It’s a distinctive vigor that compels a college student to beat a rooster to the breakfast table, but it’s a new spirit that has consumed the campus of North Texas in the wake of news that its football team would compete in a bowl for the first time in nine years.
As proof, university officials presented persuasive anecdotal evidence.
Students came out in mass, building a line around the stadium, two blocks long at 5 a.m. Thursday on the first day tickets went on sale for this year’s Heart of Dallas Bowl.
“That’s great for the Heart of Dallas Bowl and these two programs,” said Mean Green coach Dan McCarney, who joined UNLV coach Bobby Hauck at an introduction Thursday of the teams that will compete at 11 a.m. on Jan. 1 at the Cotton Bowl.
On behalf of their respective universities, McCarney and Hauck formally accepted an invitation from bowl officials to play in the fourth annual game at the historic venue. A reception followed.
“When you have two programs and two fan bases who are hungry, it really makes for a great matchup,” McCarney said.
The list is long, McCarney said, of coaches who aren’t in a bowl game this season.
Not even Santa Claus skipping the neighborhood is a worse feeling during the holidays for a football coach.
Both coaches — and fan bases — know the feeling of missing out.
North Texas hasn’t been to a bowl since 2004.
UNLV’s appearance in this season’s college football postseason is the Rebels’ first in 14 seasons.
Now both also know the experience of exceeding expectations. Neither was picked to finish in the top half of their divisions in Conference USA and the Mountain West.
“I believe in the tradition of college football,” said Hauck, who was 6-32 in three previous seasons. “For us to have the opportunity to play on New Year’s day is huge.”
New Year’s Day will be the culmination of a new day for football at UNT, said McCarney, whose team finished the regular season at 8-4.
Though he will lose a strong senior class, the coach said he believes the pieces are in place to maintain this level of competitiveness and even exceed it.
It’s about building the program off a sturdy foundation, he said, something that’s been done.
McCarney spent a little bit of time Thursday reminiscing about his first days on the job in Denton.
He recalled with some fondness accidentally bumping into an elderly lady after a 41-0 loss to Alabama in the third game of his first season.
“I said, ‘oh, excuse me, ma’am,’” McCarney said before delivering the punchline. “She said, ‘No, and no damn defense, either.’
“We’ve come a long way.”
The Heart of Dallas Bowl marks McCarney’s 21st bowl game as a player, assistant or head coach.

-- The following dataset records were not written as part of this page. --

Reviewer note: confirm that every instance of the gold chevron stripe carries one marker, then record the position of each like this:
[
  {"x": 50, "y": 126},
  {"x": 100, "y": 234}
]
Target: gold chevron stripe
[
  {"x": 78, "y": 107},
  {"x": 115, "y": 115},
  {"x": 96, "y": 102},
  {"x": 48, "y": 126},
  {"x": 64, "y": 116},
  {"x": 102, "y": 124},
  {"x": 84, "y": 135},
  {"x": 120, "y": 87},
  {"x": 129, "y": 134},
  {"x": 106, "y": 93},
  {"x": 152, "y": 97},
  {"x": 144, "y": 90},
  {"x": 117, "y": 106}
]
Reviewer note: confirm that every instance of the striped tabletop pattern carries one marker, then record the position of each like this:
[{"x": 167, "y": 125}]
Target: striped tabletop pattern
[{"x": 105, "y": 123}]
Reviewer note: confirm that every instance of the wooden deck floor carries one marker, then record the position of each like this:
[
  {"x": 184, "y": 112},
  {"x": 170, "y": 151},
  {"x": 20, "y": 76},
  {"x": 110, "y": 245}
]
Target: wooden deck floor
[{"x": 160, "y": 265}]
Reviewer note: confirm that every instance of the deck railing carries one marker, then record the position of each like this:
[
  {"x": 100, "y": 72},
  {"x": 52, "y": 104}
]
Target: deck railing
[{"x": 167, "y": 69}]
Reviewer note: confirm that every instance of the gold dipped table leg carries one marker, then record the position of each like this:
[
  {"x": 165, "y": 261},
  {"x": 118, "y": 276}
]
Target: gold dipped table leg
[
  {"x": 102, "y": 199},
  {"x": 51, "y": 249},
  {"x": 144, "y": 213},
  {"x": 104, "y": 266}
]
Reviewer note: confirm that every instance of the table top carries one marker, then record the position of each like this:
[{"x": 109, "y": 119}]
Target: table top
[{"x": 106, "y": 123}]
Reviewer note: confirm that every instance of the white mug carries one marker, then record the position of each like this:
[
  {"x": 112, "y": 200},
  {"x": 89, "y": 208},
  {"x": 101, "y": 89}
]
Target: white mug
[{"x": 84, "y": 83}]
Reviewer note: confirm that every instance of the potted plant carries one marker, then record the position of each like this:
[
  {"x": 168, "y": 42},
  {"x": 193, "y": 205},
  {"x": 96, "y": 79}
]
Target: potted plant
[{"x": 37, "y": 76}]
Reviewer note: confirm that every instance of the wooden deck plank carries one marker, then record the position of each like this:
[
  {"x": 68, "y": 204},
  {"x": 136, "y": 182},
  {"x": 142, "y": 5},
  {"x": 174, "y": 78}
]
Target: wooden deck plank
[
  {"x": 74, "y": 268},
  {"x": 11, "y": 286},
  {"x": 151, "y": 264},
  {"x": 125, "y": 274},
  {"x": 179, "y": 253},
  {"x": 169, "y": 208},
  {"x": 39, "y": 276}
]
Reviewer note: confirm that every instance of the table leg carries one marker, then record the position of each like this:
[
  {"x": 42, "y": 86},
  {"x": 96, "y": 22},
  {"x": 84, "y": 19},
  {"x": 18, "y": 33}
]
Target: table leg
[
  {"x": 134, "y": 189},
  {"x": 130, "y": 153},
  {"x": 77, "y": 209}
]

This year’s game, however, is his first at the Cotton Bowl.
His coaching counterpart, meanwhile, was on the staff at Colorado when the Buffaloes met Oregon in the 1996 game.
Hauck said the bowl game was a must-see at the family home when he was growing up.
His first order of business upon learning of his team’s destination: Teach his players about the history.
“I can assure you, our players know the history of the Cotton Bowl,” Hauck said.